The composition about taxes is your homework, right? I did my homework. For the time being, I looked up the composition that won the award in the past on What seems to be a homepage that came out when I googled, but something like this ... … ** Do you say that you remember something like “unity” **, or you say you pushed the mark? Well… yes. If you analyze this with morphological analysis, you will get interesting results, so I think I'll do it. Yes.
This homepage contains the essays that won the award from 2017 to the first year of Reiwa, so I think it will be a mess to download this one. So let's get the data by scraping first. By the way, ** for some reason ** only the composition of the junior high school students in the first year of Reiwa is prepared as a PDF file instead of solid HTML, so the processing method will be divided between those of the junior high school students in the first year of Reiwa and others. .. By the way, the number of this composition group is clearly larger than the others, so it seems that the reason for converting it to PDF is that.
As I checked earlier, the format of HTML solid data is ** different depending on the item **, roughly divided into ** "high school students in 2018 and the first year of Reiwa" ** and ** "others" ** Is different.

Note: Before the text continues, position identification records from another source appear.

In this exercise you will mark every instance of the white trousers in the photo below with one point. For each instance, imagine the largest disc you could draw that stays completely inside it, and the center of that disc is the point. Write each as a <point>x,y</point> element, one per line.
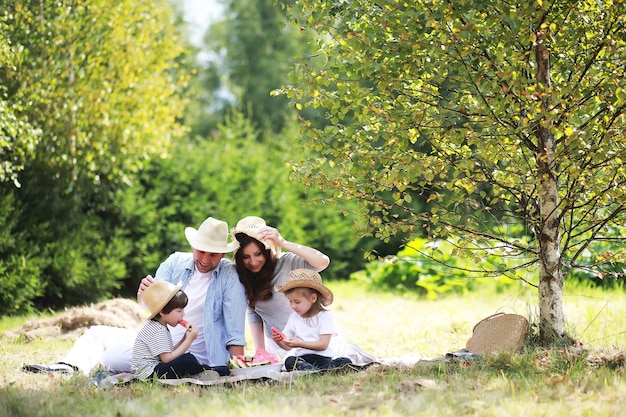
<point>111,347</point>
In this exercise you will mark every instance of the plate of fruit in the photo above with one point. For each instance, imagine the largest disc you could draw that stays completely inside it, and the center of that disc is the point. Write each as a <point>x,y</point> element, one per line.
<point>258,364</point>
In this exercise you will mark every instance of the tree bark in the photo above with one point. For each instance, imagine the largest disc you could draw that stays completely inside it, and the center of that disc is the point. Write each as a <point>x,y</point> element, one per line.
<point>551,320</point>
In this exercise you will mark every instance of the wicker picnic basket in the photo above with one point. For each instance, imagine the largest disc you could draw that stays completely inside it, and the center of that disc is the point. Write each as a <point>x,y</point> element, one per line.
<point>498,333</point>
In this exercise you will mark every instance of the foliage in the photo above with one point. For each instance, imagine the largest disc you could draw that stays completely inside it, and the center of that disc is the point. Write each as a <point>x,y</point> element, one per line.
<point>502,114</point>
<point>93,92</point>
<point>230,176</point>
<point>253,50</point>
<point>430,269</point>
<point>20,281</point>
<point>17,136</point>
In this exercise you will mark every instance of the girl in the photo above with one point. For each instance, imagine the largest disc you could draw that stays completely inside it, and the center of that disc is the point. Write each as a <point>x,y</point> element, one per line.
<point>310,328</point>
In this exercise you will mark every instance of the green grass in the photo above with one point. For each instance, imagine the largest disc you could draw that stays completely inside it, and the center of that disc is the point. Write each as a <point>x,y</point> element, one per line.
<point>536,382</point>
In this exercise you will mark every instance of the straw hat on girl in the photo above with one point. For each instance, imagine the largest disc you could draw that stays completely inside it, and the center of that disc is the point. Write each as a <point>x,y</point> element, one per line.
<point>309,279</point>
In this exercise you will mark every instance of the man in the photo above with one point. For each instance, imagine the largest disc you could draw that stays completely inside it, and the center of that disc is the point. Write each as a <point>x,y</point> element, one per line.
<point>217,305</point>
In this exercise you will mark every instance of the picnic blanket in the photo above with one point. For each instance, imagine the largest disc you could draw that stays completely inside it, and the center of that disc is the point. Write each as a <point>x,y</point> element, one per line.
<point>360,360</point>
<point>209,378</point>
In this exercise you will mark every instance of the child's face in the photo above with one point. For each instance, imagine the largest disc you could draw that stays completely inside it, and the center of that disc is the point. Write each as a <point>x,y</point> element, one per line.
<point>173,317</point>
<point>301,300</point>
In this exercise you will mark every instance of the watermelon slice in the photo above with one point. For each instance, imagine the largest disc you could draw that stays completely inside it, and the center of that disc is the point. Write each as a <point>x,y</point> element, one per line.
<point>278,332</point>
<point>262,357</point>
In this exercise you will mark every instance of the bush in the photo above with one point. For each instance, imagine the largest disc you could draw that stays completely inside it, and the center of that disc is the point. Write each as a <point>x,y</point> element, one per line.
<point>412,271</point>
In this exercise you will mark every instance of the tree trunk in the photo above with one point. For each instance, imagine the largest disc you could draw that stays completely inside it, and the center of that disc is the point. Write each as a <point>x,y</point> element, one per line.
<point>551,321</point>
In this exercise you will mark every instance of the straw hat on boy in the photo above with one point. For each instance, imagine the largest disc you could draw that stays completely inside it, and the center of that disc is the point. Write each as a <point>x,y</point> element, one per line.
<point>309,279</point>
<point>211,236</point>
<point>250,226</point>
<point>157,295</point>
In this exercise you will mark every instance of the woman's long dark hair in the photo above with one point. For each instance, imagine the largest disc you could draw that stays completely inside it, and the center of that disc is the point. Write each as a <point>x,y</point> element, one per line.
<point>258,286</point>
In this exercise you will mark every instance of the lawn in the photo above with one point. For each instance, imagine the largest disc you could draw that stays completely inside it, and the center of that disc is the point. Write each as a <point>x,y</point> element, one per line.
<point>537,382</point>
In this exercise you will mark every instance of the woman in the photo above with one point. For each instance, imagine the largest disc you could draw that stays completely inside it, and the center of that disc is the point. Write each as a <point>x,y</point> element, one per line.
<point>262,264</point>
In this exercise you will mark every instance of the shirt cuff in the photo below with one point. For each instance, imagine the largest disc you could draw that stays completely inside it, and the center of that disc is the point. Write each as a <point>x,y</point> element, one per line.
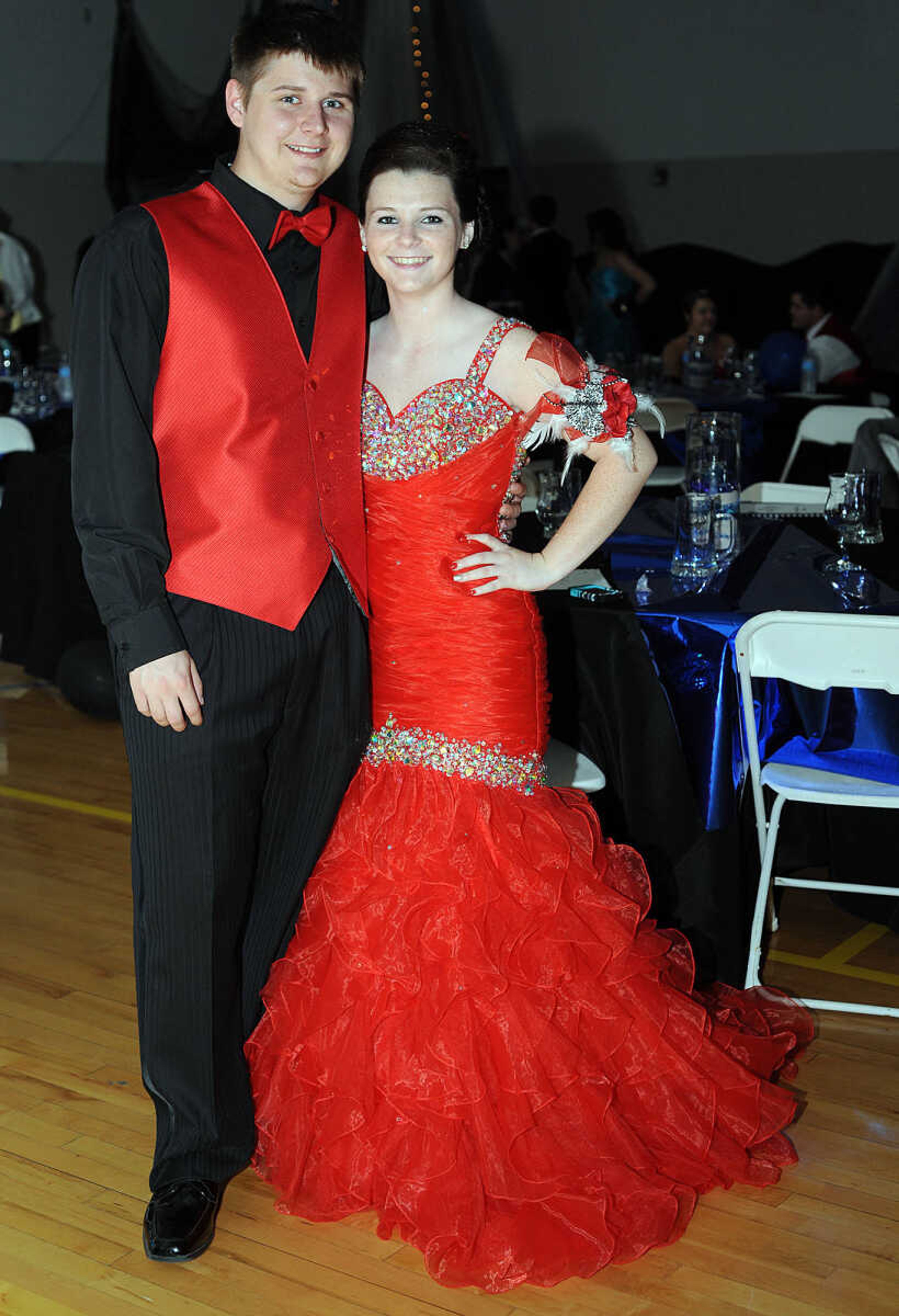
<point>148,635</point>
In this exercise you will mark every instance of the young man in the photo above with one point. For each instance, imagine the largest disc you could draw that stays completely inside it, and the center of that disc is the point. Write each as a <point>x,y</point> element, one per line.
<point>219,343</point>
<point>836,351</point>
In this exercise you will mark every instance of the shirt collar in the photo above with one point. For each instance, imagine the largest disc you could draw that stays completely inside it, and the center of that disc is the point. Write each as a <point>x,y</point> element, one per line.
<point>258,211</point>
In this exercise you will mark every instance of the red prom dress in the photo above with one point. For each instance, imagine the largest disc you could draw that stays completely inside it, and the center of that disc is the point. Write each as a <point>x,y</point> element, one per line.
<point>476,1031</point>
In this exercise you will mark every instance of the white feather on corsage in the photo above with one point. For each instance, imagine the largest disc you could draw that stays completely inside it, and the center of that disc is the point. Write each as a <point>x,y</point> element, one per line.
<point>585,411</point>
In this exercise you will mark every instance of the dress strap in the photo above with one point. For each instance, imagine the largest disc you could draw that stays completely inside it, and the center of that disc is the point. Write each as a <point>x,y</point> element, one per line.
<point>485,355</point>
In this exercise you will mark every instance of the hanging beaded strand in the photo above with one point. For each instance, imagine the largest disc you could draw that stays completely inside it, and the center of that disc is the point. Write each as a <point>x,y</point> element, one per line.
<point>426,106</point>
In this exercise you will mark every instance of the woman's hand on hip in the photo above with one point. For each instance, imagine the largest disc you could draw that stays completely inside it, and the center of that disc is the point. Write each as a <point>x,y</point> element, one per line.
<point>502,568</point>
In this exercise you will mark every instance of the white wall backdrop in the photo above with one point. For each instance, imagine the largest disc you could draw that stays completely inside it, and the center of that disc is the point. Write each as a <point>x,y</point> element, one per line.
<point>776,120</point>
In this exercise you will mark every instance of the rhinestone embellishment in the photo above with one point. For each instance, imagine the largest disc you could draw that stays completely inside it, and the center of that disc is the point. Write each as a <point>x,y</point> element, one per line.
<point>439,426</point>
<point>416,747</point>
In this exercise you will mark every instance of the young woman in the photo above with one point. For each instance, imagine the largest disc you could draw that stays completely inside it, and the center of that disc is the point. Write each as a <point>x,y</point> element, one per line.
<point>476,1032</point>
<point>615,284</point>
<point>701,318</point>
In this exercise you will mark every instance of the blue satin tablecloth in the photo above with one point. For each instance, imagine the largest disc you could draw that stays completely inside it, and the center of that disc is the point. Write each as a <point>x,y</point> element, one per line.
<point>692,641</point>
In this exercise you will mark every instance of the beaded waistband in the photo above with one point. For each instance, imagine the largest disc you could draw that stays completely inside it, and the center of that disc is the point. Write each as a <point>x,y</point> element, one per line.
<point>473,760</point>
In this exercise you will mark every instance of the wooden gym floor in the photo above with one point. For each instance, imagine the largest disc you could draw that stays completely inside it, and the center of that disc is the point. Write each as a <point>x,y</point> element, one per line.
<point>76,1126</point>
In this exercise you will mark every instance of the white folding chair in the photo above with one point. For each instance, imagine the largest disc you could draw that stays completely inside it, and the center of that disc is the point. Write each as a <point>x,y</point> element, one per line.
<point>815,649</point>
<point>831,426</point>
<point>568,766</point>
<point>676,411</point>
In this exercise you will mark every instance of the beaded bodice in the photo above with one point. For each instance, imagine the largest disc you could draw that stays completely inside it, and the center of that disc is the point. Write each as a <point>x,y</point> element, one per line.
<point>440,424</point>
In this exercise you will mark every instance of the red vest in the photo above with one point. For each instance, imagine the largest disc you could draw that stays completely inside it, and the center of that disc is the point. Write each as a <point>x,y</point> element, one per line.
<point>258,449</point>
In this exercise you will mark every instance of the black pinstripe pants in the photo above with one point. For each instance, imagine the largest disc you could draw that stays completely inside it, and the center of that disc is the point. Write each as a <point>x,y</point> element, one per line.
<point>228,822</point>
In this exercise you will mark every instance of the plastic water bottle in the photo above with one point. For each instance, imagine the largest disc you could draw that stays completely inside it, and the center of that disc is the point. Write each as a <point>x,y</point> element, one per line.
<point>698,366</point>
<point>809,376</point>
<point>65,382</point>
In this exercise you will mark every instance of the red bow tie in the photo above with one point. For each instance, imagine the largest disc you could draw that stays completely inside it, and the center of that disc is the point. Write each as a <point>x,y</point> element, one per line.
<point>315,225</point>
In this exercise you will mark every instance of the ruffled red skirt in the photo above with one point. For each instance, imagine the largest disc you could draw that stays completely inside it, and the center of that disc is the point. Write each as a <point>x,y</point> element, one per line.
<point>477,1034</point>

Why did you make this specification? ?? ?? ?? ?? ?? ?? ?? It looks like this in an easy-to-understand table.
What i wanted to do
It is solid writing A mentioned in the previous table. I wrote it roughly
text_dl_A.rb
require 'nokogiri'
require 'open-uri'
base_urls =["https://www.nta.go.jp/taxes/kids/sakubun/koko/h29/sakubun.htm",
"https://www.nta.go.jp/taxes/kids/sakubun/chugaku/h29/sakubun.htm",
"https://www.nta.go.jp/taxes/kids/sakubun/chugaku/h30/sakubun.htm"] #I could have generated the URL in the program separately, but it was annoying, so I can just copy and paste it.
count = 0
base_urls.each do |url|
doc = Nokogiri::HTML(URI.open(url))
doc.xpath("//p[@class='sakubun_texts']").each do |content|
count += 1
File.open("texts/#{count}.txt","w") do |f|
f.puts content.inner_text
end
end
sleep 1
end
It is solid writing B mentioned in the previous table, this is also miscellaneous
text_dl_B.rb
require 'nokogiri'
require 'open-uri'
base_urls =["https://www.nta.go.jp/taxes/kids/sakubun/koko/h30/sakubun.htm",
"https://www.nta.go.jp/taxes/kids/sakubun/koko/r1/sakubun.htm"]
count = 20
base_urls.each do |url|
doc = Nokogiri::HTML(URI.open(url))
doc.xpath("//p[@class='movePageTop']").each do |ptag|
count += 1
File.open("texts/#{count}.txt","w") do |f|
f.puts ptag.previous.previous.inner_text #Since the class and ID were not set in the composition itself, I made it in the direction of searching for sibling relationships from the "Top of this page" button.
end
end
sleep 1
end
This completes the download of the solid data, 39 files in total have been dropped.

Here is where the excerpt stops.